È un libro che vuole essere un viaggio dietro le quinte del percorso che porta al cibo, per aiutarci a capire perché in un mondo in continuo cambiamento è sbagliato fermarsi e smettere di innovare. Donne perché? Per bilanciare un racconto che, nella società, vede ancora protagonisti prevalentemente gli uomini. Mi interessava offrire modelli, testimonianze, esempi alle ragazze e alle bambine; ma anche ai ragazzi. Nel Gender Equality Index dell’UE l’Italia è ancora sotto la media europea, soprattutto nel campo del lavoro. Credo che le pari opportunità saranno raggiunte quando sarà normale vedere donne in ogni posizione lavorativa, politica e sociale: finché saranno una minoranza agli occhi di bambine e bambini appariranno soprattutto uomini, e questo, per una società, è segno che c’è ancora qualcosa che non va.
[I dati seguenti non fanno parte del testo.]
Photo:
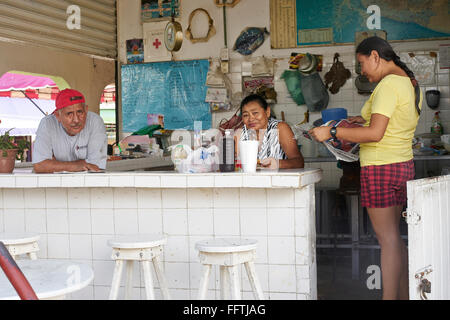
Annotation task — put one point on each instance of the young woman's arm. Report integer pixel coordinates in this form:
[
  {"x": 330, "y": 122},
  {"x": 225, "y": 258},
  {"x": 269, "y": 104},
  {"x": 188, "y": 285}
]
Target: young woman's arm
[{"x": 373, "y": 133}]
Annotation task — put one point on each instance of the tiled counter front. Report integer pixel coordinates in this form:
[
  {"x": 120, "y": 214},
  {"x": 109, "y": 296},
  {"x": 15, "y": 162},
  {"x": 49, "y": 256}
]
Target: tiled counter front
[{"x": 76, "y": 214}]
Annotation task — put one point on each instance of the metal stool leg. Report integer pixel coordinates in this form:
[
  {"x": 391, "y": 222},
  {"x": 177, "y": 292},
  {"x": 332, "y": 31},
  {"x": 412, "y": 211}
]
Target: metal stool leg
[
  {"x": 256, "y": 286},
  {"x": 148, "y": 280},
  {"x": 161, "y": 278},
  {"x": 116, "y": 280},
  {"x": 204, "y": 282},
  {"x": 235, "y": 283},
  {"x": 129, "y": 280}
]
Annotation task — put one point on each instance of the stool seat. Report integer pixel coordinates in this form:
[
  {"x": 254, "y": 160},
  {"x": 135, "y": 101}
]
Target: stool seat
[
  {"x": 137, "y": 241},
  {"x": 228, "y": 254},
  {"x": 18, "y": 238},
  {"x": 226, "y": 245},
  {"x": 143, "y": 249},
  {"x": 21, "y": 243}
]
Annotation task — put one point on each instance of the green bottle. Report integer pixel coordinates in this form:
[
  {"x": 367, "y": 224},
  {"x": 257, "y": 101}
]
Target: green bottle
[{"x": 436, "y": 126}]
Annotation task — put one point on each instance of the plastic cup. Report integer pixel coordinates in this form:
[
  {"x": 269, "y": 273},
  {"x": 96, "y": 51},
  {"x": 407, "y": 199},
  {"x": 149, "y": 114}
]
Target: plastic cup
[{"x": 248, "y": 152}]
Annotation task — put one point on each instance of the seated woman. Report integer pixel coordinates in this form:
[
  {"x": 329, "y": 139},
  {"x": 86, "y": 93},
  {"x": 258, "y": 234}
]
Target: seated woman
[{"x": 278, "y": 146}]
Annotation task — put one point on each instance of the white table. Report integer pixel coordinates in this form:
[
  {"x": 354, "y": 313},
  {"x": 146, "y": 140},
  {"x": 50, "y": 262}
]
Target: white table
[{"x": 50, "y": 279}]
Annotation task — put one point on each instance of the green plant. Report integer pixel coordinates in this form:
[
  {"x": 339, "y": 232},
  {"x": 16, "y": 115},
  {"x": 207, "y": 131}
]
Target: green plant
[{"x": 8, "y": 142}]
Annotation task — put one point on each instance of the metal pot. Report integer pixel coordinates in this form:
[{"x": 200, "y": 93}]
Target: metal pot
[{"x": 432, "y": 97}]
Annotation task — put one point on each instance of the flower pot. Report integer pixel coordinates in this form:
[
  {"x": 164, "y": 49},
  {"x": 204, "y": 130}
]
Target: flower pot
[{"x": 7, "y": 162}]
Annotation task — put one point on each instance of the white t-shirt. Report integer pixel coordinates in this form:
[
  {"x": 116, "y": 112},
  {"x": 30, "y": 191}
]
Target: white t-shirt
[{"x": 90, "y": 144}]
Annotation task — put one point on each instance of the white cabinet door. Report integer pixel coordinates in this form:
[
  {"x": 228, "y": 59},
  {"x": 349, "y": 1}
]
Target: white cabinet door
[{"x": 428, "y": 217}]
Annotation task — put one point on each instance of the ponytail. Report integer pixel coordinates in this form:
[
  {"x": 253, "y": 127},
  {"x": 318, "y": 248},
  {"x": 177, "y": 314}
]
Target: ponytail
[
  {"x": 386, "y": 52},
  {"x": 411, "y": 76}
]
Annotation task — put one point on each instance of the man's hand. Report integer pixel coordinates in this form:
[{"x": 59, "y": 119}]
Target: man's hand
[
  {"x": 270, "y": 163},
  {"x": 320, "y": 133},
  {"x": 356, "y": 119}
]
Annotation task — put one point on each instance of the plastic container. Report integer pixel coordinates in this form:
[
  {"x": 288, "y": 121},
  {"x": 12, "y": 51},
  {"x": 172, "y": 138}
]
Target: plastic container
[
  {"x": 334, "y": 114},
  {"x": 227, "y": 153}
]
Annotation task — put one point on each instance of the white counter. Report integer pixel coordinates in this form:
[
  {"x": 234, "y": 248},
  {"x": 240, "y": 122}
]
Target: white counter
[{"x": 76, "y": 214}]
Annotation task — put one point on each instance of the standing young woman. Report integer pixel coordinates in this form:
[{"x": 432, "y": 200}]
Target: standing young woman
[{"x": 389, "y": 121}]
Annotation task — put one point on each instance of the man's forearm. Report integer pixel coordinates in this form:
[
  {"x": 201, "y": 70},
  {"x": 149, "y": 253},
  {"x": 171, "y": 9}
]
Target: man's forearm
[{"x": 50, "y": 166}]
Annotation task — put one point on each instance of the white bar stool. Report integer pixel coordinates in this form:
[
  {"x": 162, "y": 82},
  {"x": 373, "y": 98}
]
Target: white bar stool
[
  {"x": 228, "y": 254},
  {"x": 144, "y": 249},
  {"x": 21, "y": 243}
]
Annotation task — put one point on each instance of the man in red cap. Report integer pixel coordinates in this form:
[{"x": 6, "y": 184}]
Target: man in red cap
[{"x": 71, "y": 138}]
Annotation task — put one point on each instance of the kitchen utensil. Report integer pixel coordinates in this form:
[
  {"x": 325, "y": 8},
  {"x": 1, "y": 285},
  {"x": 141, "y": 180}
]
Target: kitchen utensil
[
  {"x": 432, "y": 97},
  {"x": 334, "y": 114}
]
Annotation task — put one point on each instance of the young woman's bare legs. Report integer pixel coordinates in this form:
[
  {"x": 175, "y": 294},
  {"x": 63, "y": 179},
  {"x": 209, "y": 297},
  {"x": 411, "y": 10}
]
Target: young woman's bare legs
[{"x": 394, "y": 259}]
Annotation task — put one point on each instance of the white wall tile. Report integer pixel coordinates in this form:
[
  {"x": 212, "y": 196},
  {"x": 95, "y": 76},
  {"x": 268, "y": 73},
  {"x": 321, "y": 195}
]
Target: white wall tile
[
  {"x": 282, "y": 278},
  {"x": 177, "y": 249},
  {"x": 102, "y": 198},
  {"x": 178, "y": 215},
  {"x": 102, "y": 221},
  {"x": 13, "y": 198},
  {"x": 100, "y": 248},
  {"x": 34, "y": 198},
  {"x": 228, "y": 181},
  {"x": 253, "y": 198},
  {"x": 78, "y": 198},
  {"x": 57, "y": 221},
  {"x": 226, "y": 197},
  {"x": 200, "y": 222},
  {"x": 7, "y": 181},
  {"x": 196, "y": 274},
  {"x": 103, "y": 271},
  {"x": 14, "y": 220},
  {"x": 72, "y": 181},
  {"x": 48, "y": 181},
  {"x": 177, "y": 275},
  {"x": 281, "y": 250},
  {"x": 147, "y": 181},
  {"x": 80, "y": 246},
  {"x": 280, "y": 221},
  {"x": 26, "y": 182},
  {"x": 255, "y": 181},
  {"x": 121, "y": 180},
  {"x": 56, "y": 198},
  {"x": 58, "y": 246},
  {"x": 280, "y": 198},
  {"x": 175, "y": 181},
  {"x": 253, "y": 221},
  {"x": 174, "y": 198},
  {"x": 200, "y": 181},
  {"x": 96, "y": 180},
  {"x": 80, "y": 221},
  {"x": 200, "y": 198},
  {"x": 226, "y": 221},
  {"x": 148, "y": 198},
  {"x": 150, "y": 221},
  {"x": 36, "y": 220},
  {"x": 125, "y": 221},
  {"x": 125, "y": 198}
]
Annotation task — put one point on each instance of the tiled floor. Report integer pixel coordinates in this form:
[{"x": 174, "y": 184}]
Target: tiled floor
[{"x": 342, "y": 287}]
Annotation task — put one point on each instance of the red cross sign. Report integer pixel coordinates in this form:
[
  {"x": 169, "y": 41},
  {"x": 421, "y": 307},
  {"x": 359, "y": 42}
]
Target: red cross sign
[{"x": 157, "y": 43}]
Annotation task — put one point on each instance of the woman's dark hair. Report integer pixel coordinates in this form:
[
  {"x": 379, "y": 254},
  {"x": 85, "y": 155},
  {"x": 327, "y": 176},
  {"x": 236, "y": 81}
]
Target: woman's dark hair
[
  {"x": 254, "y": 98},
  {"x": 386, "y": 52}
]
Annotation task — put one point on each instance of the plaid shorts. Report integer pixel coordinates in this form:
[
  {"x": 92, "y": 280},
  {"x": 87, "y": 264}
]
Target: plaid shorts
[{"x": 385, "y": 186}]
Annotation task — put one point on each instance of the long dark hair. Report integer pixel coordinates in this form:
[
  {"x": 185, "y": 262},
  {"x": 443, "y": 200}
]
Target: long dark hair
[{"x": 386, "y": 52}]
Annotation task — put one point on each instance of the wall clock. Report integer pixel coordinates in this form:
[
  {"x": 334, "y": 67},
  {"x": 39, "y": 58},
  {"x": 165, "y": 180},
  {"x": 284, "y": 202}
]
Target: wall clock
[{"x": 173, "y": 36}]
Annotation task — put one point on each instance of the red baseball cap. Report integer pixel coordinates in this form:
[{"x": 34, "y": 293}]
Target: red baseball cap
[{"x": 68, "y": 97}]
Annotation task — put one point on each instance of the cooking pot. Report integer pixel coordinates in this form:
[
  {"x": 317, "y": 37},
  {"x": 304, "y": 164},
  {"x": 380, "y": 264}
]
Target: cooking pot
[{"x": 432, "y": 97}]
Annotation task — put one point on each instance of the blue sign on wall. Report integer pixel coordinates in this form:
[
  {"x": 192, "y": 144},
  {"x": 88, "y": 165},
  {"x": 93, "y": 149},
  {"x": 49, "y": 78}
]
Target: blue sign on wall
[{"x": 176, "y": 89}]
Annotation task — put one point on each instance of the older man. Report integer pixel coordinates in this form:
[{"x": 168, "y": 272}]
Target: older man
[{"x": 71, "y": 138}]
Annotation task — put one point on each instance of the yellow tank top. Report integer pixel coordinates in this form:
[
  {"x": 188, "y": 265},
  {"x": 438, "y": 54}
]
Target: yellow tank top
[{"x": 394, "y": 98}]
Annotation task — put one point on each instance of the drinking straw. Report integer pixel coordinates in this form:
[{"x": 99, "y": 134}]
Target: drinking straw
[{"x": 246, "y": 132}]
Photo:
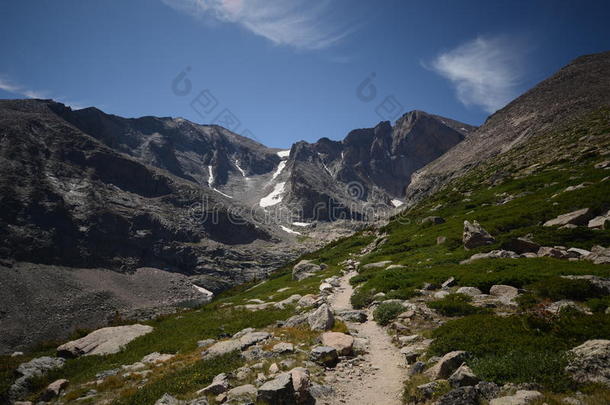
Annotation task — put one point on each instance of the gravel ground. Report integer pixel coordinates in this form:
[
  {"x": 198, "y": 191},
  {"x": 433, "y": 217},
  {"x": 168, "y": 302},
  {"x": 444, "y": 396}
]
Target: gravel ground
[{"x": 44, "y": 303}]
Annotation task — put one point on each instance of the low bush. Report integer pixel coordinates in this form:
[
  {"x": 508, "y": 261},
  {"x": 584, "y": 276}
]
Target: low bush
[
  {"x": 516, "y": 349},
  {"x": 456, "y": 305},
  {"x": 402, "y": 294},
  {"x": 362, "y": 298},
  {"x": 559, "y": 288},
  {"x": 599, "y": 304},
  {"x": 386, "y": 312}
]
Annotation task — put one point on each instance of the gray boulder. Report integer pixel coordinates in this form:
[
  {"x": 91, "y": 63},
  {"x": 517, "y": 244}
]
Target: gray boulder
[
  {"x": 474, "y": 236},
  {"x": 494, "y": 254},
  {"x": 433, "y": 220},
  {"x": 32, "y": 369},
  {"x": 219, "y": 384},
  {"x": 463, "y": 377},
  {"x": 522, "y": 245},
  {"x": 243, "y": 394},
  {"x": 321, "y": 319},
  {"x": 324, "y": 355},
  {"x": 304, "y": 269},
  {"x": 447, "y": 365},
  {"x": 278, "y": 391},
  {"x": 599, "y": 255},
  {"x": 103, "y": 341},
  {"x": 53, "y": 390},
  {"x": 521, "y": 397},
  {"x": 578, "y": 217},
  {"x": 460, "y": 396},
  {"x": 590, "y": 362},
  {"x": 352, "y": 316},
  {"x": 472, "y": 291}
]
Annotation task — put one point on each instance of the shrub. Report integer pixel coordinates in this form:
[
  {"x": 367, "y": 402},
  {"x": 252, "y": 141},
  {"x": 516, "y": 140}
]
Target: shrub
[
  {"x": 362, "y": 298},
  {"x": 402, "y": 294},
  {"x": 599, "y": 304},
  {"x": 456, "y": 305},
  {"x": 386, "y": 312},
  {"x": 514, "y": 349},
  {"x": 559, "y": 288}
]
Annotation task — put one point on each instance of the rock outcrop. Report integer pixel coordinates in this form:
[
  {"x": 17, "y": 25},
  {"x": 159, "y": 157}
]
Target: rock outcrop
[{"x": 103, "y": 341}]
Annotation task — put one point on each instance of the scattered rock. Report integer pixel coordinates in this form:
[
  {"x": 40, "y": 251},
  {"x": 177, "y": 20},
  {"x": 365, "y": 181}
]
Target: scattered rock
[
  {"x": 324, "y": 355},
  {"x": 352, "y": 316},
  {"x": 53, "y": 390},
  {"x": 474, "y": 236},
  {"x": 288, "y": 301},
  {"x": 471, "y": 291},
  {"x": 579, "y": 217},
  {"x": 460, "y": 396},
  {"x": 599, "y": 255},
  {"x": 599, "y": 222},
  {"x": 32, "y": 369},
  {"x": 554, "y": 252},
  {"x": 504, "y": 292},
  {"x": 487, "y": 390},
  {"x": 559, "y": 306},
  {"x": 377, "y": 265},
  {"x": 103, "y": 341},
  {"x": 282, "y": 348},
  {"x": 304, "y": 269},
  {"x": 219, "y": 384},
  {"x": 591, "y": 362},
  {"x": 279, "y": 391},
  {"x": 156, "y": 357},
  {"x": 307, "y": 300},
  {"x": 601, "y": 283},
  {"x": 463, "y": 377},
  {"x": 321, "y": 319},
  {"x": 206, "y": 342},
  {"x": 439, "y": 295},
  {"x": 523, "y": 245},
  {"x": 433, "y": 220},
  {"x": 448, "y": 283},
  {"x": 447, "y": 365},
  {"x": 301, "y": 384},
  {"x": 416, "y": 368},
  {"x": 296, "y": 320},
  {"x": 343, "y": 343},
  {"x": 494, "y": 254},
  {"x": 243, "y": 394},
  {"x": 521, "y": 397}
]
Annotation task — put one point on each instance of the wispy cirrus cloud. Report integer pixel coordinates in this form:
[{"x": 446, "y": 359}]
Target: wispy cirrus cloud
[
  {"x": 11, "y": 87},
  {"x": 298, "y": 23},
  {"x": 485, "y": 71}
]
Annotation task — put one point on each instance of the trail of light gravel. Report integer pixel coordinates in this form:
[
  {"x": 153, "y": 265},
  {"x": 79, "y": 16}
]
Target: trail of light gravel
[{"x": 379, "y": 379}]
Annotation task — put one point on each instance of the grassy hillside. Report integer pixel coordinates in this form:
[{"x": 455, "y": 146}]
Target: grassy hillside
[{"x": 511, "y": 196}]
È necessario dunque raccontare storie di donne affinché ogni bambina possa autorizzarsi ad ambire a qualunque ruolo e posizione.

Inoltre, mi interessava raccontare l’agricoltura. La gente ha paura di quello che gli agricoltori producono, ha paura di quel che mangia, è stata spaventata dal marketing della paura. È una strategia che funziona molto bene e fa vendere, sia nel commercio, sia nella politica, sia nel giornalismo, ma causa grossi danni alla società perché, frenando la ricerca, ostacola il processo di innovazione verso un’agricoltura sempre più sostenibile. È questo un tema che nel libro tocco con molte delle protagoniste, perché mi sta molto a cuore e mi preoccupa.

Attraverso il racconto di queste donne, della loro passione, delle loro paure, dei loro fallimenti e successi, spero di mostrare a lettori e lettrici che dietro la ricerca, le biotecnologie, l’agricoltura ci sono competenze e serietà. Spero di mostrare che la realtà è più complessa di come certi messaggi semplicistici tentano di dirci, e che vale la pena di approfondirla. Spero insomma di suscitare curiosità verso l’agricoltura”.